Center for Human Genome Variation, Duke University, School of Medicine, Durham, North Carolina, United States of America.
PLoS Genet. 2013;9(8):e1003709. doi: 10.1371/journal.pgen.1003709. Epub 2013 Aug 22.
A central challenge in interpreting personal genomes is determining which mutations most likely influence disease. Although progress has been made in scoring the functional impact of individual mutations, the characteristics of the genes in which those mutations are found remain largely unexplored. For example, genes known to carry few common functional variants in healthy individuals may be judged more likely to cause certain kinds of disease than genes known to carry many such variants. Until now, however, it has not been possible to develop a quantitative assessment of how well genes tolerate functional genetic variation on a genome-wide scale. Here we describe an effort that uses sequence data from 6503 whole exome sequences made available by the NHLBI Exome Sequencing Project (ESP). Specifically, we develop an intolerance scoring system that assesses whether genes have relatively more or less functional genetic variation than expected based on the apparently neutral variation found in the gene. To illustrate the utility of this intolerance score, we show that genes responsible for Mendelian diseases are significantly more intolerant to functional genetic variation than genes that do not cause any known disease, but with striking variation in intolerance among genes causing different classes of genetic disease.

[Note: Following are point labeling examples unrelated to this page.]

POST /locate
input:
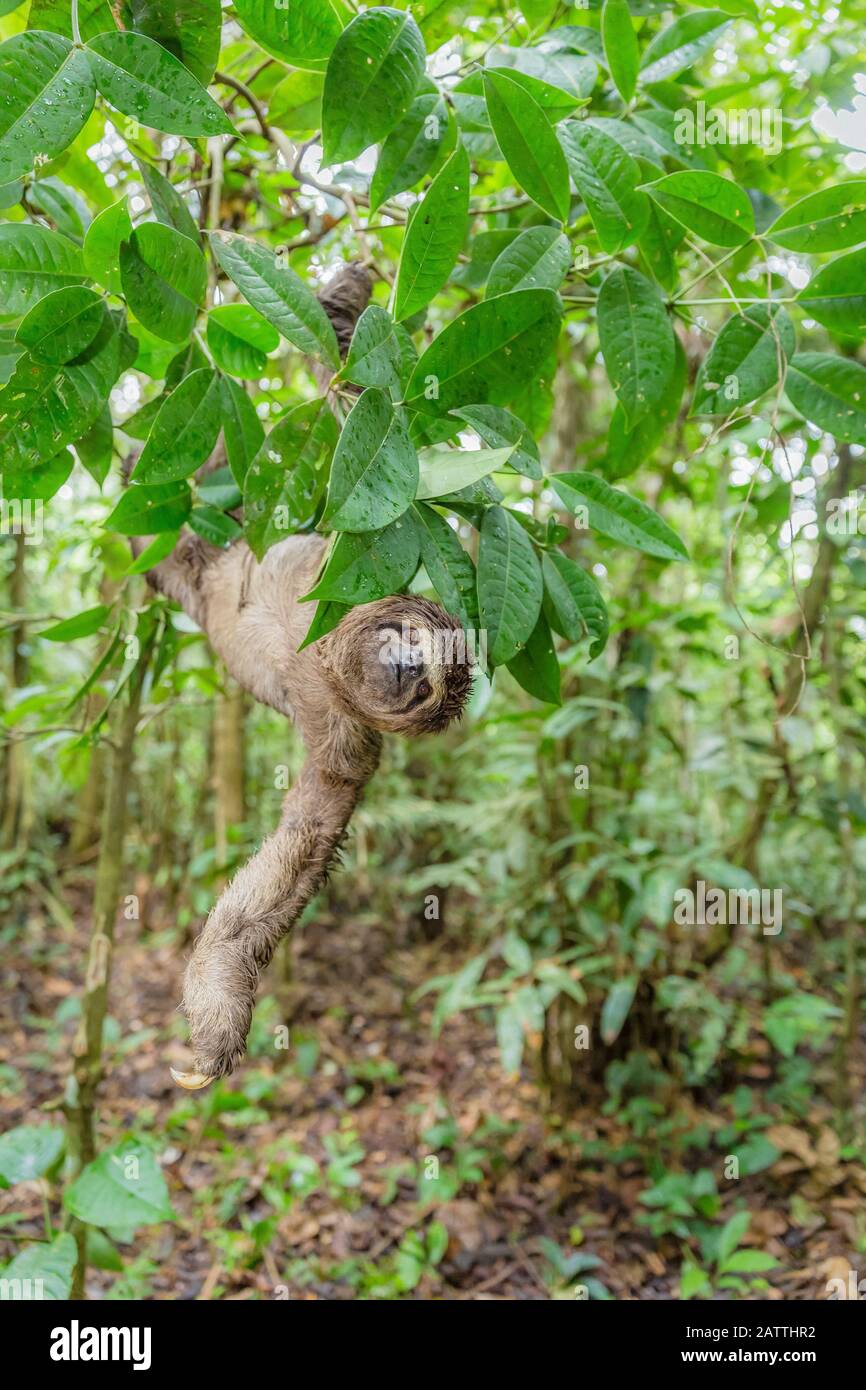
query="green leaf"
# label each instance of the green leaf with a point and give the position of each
(46, 95)
(412, 148)
(287, 478)
(150, 556)
(123, 1187)
(637, 341)
(61, 324)
(278, 293)
(28, 1151)
(376, 467)
(381, 353)
(168, 206)
(102, 246)
(826, 221)
(448, 566)
(485, 353)
(46, 1266)
(528, 142)
(370, 565)
(239, 339)
(748, 357)
(242, 430)
(146, 82)
(501, 430)
(681, 43)
(142, 510)
(619, 516)
(164, 278)
(616, 1008)
(185, 431)
(576, 606)
(622, 50)
(444, 471)
(46, 406)
(509, 584)
(606, 178)
(837, 295)
(373, 74)
(434, 238)
(538, 259)
(188, 28)
(713, 207)
(537, 666)
(213, 524)
(32, 263)
(302, 35)
(830, 392)
(84, 624)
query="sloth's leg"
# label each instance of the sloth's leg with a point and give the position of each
(260, 905)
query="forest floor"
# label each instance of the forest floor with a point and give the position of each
(317, 1169)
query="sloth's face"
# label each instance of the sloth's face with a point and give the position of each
(410, 665)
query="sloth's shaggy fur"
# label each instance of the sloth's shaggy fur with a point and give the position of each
(342, 691)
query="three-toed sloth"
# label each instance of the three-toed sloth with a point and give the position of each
(391, 666)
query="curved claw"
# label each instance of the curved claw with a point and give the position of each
(191, 1080)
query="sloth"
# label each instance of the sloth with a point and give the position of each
(392, 666)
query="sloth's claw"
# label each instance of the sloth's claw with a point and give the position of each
(191, 1080)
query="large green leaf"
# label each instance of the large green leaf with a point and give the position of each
(370, 565)
(509, 584)
(622, 50)
(412, 148)
(287, 478)
(185, 431)
(239, 339)
(830, 391)
(191, 29)
(487, 352)
(434, 238)
(637, 341)
(121, 1187)
(168, 206)
(538, 259)
(448, 566)
(142, 510)
(146, 82)
(277, 292)
(537, 666)
(32, 263)
(28, 1151)
(574, 602)
(381, 353)
(606, 178)
(102, 246)
(501, 430)
(681, 43)
(373, 75)
(61, 324)
(45, 1265)
(444, 471)
(299, 32)
(164, 277)
(826, 221)
(837, 295)
(46, 406)
(376, 467)
(528, 142)
(713, 207)
(747, 359)
(617, 516)
(46, 95)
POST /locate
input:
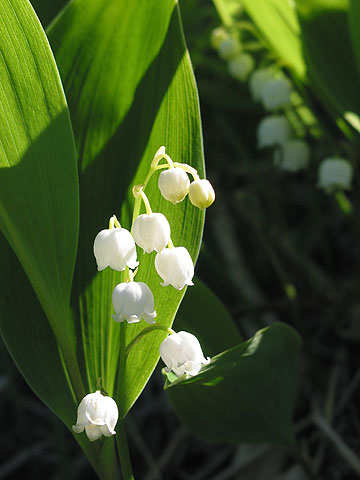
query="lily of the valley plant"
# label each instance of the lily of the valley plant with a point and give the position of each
(133, 301)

We conclude by showing that use of an intolerance ranking system can aid in interpreting personal genomes and identifying pathogenic mutations.

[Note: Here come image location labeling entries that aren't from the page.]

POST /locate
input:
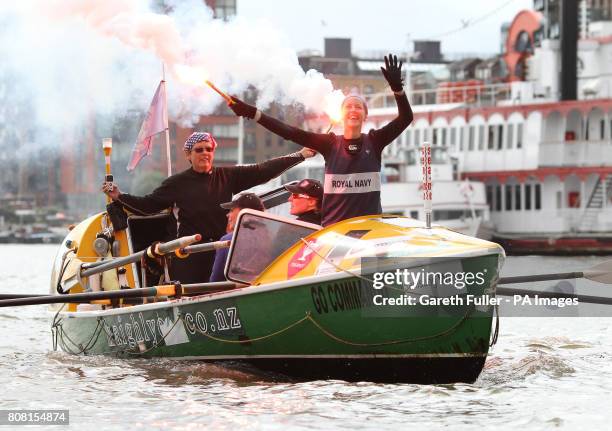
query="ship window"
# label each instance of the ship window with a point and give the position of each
(258, 240)
(508, 197)
(439, 156)
(509, 137)
(412, 157)
(498, 197)
(528, 196)
(519, 135)
(471, 133)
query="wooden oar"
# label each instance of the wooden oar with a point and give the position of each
(88, 269)
(17, 295)
(601, 273)
(157, 291)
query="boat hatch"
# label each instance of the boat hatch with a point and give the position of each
(258, 240)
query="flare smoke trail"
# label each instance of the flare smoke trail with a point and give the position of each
(68, 59)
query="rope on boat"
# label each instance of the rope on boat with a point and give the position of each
(496, 330)
(82, 349)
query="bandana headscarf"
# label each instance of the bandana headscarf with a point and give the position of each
(196, 137)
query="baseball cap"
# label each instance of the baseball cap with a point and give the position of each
(245, 200)
(308, 187)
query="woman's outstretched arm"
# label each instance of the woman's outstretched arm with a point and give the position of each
(317, 141)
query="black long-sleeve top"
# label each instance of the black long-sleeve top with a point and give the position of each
(198, 195)
(352, 166)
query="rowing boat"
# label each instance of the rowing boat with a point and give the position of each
(301, 301)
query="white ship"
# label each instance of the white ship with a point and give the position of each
(541, 141)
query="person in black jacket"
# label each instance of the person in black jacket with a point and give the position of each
(305, 200)
(353, 160)
(197, 193)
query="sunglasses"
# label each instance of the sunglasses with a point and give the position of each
(200, 150)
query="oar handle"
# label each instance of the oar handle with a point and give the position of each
(184, 241)
(162, 248)
(167, 290)
(209, 246)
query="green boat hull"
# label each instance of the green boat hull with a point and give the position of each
(323, 329)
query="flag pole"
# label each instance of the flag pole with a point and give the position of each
(167, 131)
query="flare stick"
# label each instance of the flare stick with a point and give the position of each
(221, 93)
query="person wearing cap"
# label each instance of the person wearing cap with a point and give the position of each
(353, 160)
(305, 200)
(240, 202)
(196, 194)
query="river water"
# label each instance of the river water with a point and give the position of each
(553, 372)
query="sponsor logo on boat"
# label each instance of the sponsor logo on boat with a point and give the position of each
(340, 296)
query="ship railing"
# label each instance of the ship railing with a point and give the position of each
(575, 153)
(469, 94)
(555, 221)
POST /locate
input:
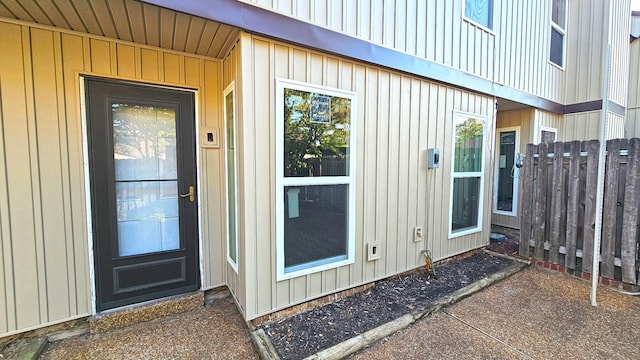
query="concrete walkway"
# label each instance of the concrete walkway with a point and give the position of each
(533, 314)
(215, 331)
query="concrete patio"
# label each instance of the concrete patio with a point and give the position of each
(533, 314)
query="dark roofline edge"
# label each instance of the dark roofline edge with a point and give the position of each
(260, 21)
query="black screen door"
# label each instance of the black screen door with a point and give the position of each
(142, 166)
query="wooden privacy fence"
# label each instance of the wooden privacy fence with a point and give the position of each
(557, 224)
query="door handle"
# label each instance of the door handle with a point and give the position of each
(191, 194)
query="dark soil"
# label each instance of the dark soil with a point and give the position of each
(508, 247)
(306, 333)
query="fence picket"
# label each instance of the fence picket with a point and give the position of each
(558, 206)
(630, 216)
(526, 180)
(590, 205)
(573, 204)
(608, 250)
(540, 209)
(557, 185)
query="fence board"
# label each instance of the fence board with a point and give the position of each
(630, 217)
(608, 249)
(526, 183)
(573, 204)
(558, 206)
(590, 205)
(557, 185)
(539, 214)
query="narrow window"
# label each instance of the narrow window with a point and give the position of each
(467, 175)
(230, 141)
(480, 12)
(558, 30)
(548, 135)
(315, 193)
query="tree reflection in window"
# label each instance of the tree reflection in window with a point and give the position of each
(316, 134)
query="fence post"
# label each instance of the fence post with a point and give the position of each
(590, 206)
(540, 210)
(526, 189)
(610, 207)
(573, 204)
(557, 187)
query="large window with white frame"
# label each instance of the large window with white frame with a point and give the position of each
(315, 178)
(231, 180)
(558, 31)
(467, 174)
(479, 12)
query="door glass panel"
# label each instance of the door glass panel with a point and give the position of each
(506, 172)
(144, 148)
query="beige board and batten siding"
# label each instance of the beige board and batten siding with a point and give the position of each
(231, 73)
(44, 235)
(515, 53)
(615, 126)
(545, 120)
(586, 126)
(587, 25)
(525, 120)
(581, 126)
(398, 117)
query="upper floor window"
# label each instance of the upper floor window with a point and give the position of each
(479, 11)
(558, 29)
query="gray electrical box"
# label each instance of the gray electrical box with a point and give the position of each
(433, 158)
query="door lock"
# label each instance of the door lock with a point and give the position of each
(191, 194)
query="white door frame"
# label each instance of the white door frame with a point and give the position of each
(514, 211)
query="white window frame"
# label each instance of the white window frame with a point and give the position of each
(562, 31)
(231, 89)
(454, 175)
(474, 22)
(282, 181)
(514, 211)
(547, 129)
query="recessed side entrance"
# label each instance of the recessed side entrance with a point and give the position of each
(142, 166)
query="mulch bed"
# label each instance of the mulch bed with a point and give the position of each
(306, 333)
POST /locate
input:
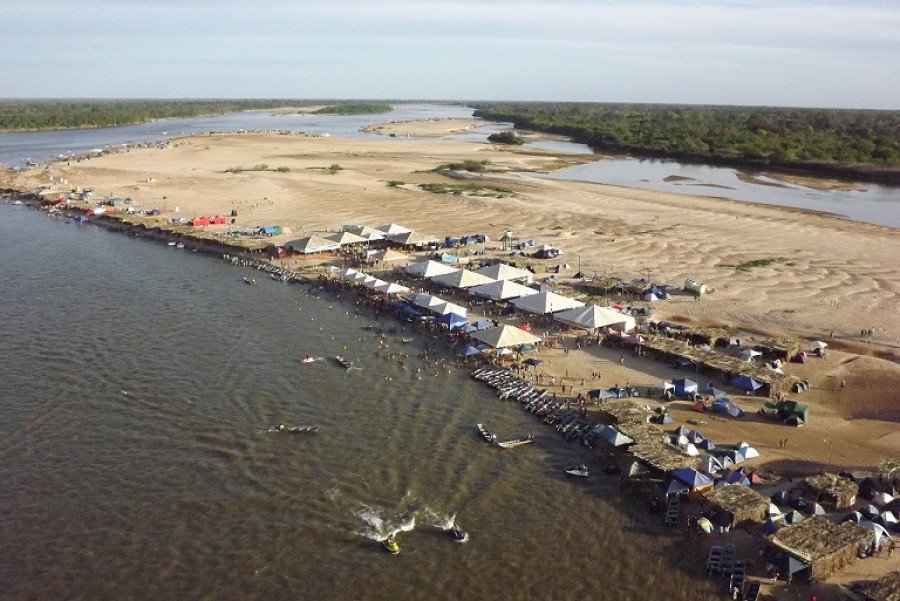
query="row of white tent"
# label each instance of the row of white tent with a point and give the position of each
(500, 282)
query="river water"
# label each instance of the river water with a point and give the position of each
(137, 378)
(877, 204)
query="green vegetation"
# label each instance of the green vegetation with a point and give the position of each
(470, 189)
(863, 144)
(64, 114)
(748, 265)
(260, 167)
(505, 137)
(355, 108)
(468, 165)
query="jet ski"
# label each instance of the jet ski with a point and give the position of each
(578, 471)
(390, 545)
(458, 534)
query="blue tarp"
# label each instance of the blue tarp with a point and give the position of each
(692, 477)
(746, 383)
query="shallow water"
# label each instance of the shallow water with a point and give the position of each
(137, 378)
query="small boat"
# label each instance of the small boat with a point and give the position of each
(343, 361)
(390, 545)
(458, 534)
(579, 471)
(486, 434)
(516, 442)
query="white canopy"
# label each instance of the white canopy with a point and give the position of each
(592, 316)
(391, 288)
(462, 278)
(412, 239)
(345, 238)
(546, 302)
(429, 269)
(504, 336)
(502, 271)
(311, 244)
(393, 228)
(502, 290)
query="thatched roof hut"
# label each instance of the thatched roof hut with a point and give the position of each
(742, 503)
(885, 589)
(822, 544)
(833, 490)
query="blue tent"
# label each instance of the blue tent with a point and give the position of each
(454, 320)
(468, 351)
(692, 477)
(746, 383)
(685, 387)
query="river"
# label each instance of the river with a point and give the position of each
(137, 379)
(877, 204)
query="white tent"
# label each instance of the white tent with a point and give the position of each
(364, 231)
(592, 317)
(749, 354)
(546, 302)
(504, 336)
(448, 307)
(462, 278)
(391, 288)
(412, 239)
(502, 290)
(345, 238)
(429, 269)
(311, 244)
(502, 271)
(393, 228)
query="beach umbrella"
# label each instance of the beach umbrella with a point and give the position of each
(468, 351)
(787, 564)
(746, 383)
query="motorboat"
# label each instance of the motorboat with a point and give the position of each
(516, 442)
(343, 361)
(486, 434)
(458, 534)
(390, 545)
(579, 471)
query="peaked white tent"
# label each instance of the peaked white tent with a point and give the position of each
(462, 278)
(504, 336)
(502, 290)
(345, 238)
(392, 228)
(592, 317)
(391, 288)
(429, 269)
(502, 271)
(311, 244)
(546, 302)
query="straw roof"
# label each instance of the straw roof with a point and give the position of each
(818, 537)
(505, 336)
(885, 589)
(744, 503)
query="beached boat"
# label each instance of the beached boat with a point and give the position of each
(343, 361)
(579, 471)
(516, 442)
(486, 434)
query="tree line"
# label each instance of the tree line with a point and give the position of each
(863, 144)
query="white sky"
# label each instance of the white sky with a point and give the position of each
(827, 53)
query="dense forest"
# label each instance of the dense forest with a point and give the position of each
(62, 114)
(863, 144)
(355, 108)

解读个人基因组的一个核心挑战是确定哪些突变最有可能影响疾病。尽管在评估单个突变的功能影响方面已经取得了进展,但那些突变所在基因的特征在很大程度上仍未得到探索。例如,在健康个体中已知携带少数常见功能变体的基因可能被判断为比已知携带许多此类变体的基因更有可能导致某些类型的疾病。然而,到目前为止,还不可能在全基因组范围内对基因耐受功能遗传变异的程度进行定量评估。在这里,我们描述了一项利用 NHLBI 外显子组测序计划 (ESP) 提供的 6503 个全外显子序列的序列数据的努力。具体来说,我们开发了一种不耐受评分系统,该系统评估基因的功能遗传变异是否比基于基因中发现的明显中性变异所预期的更多或更少。为了说明这种不耐受评分的实用性,我们表明,导致孟德尔疾病的基因比不引起任何已知疾病的基因对功能遗传变异的耐受性明显更高,但导致不同类型遗传疾病的基因之间的不耐受性存在显著差异。最后,我们通过展示使用不耐受性排序系统可以帮助解释个人基因组并识别致病性突变来结束讨论。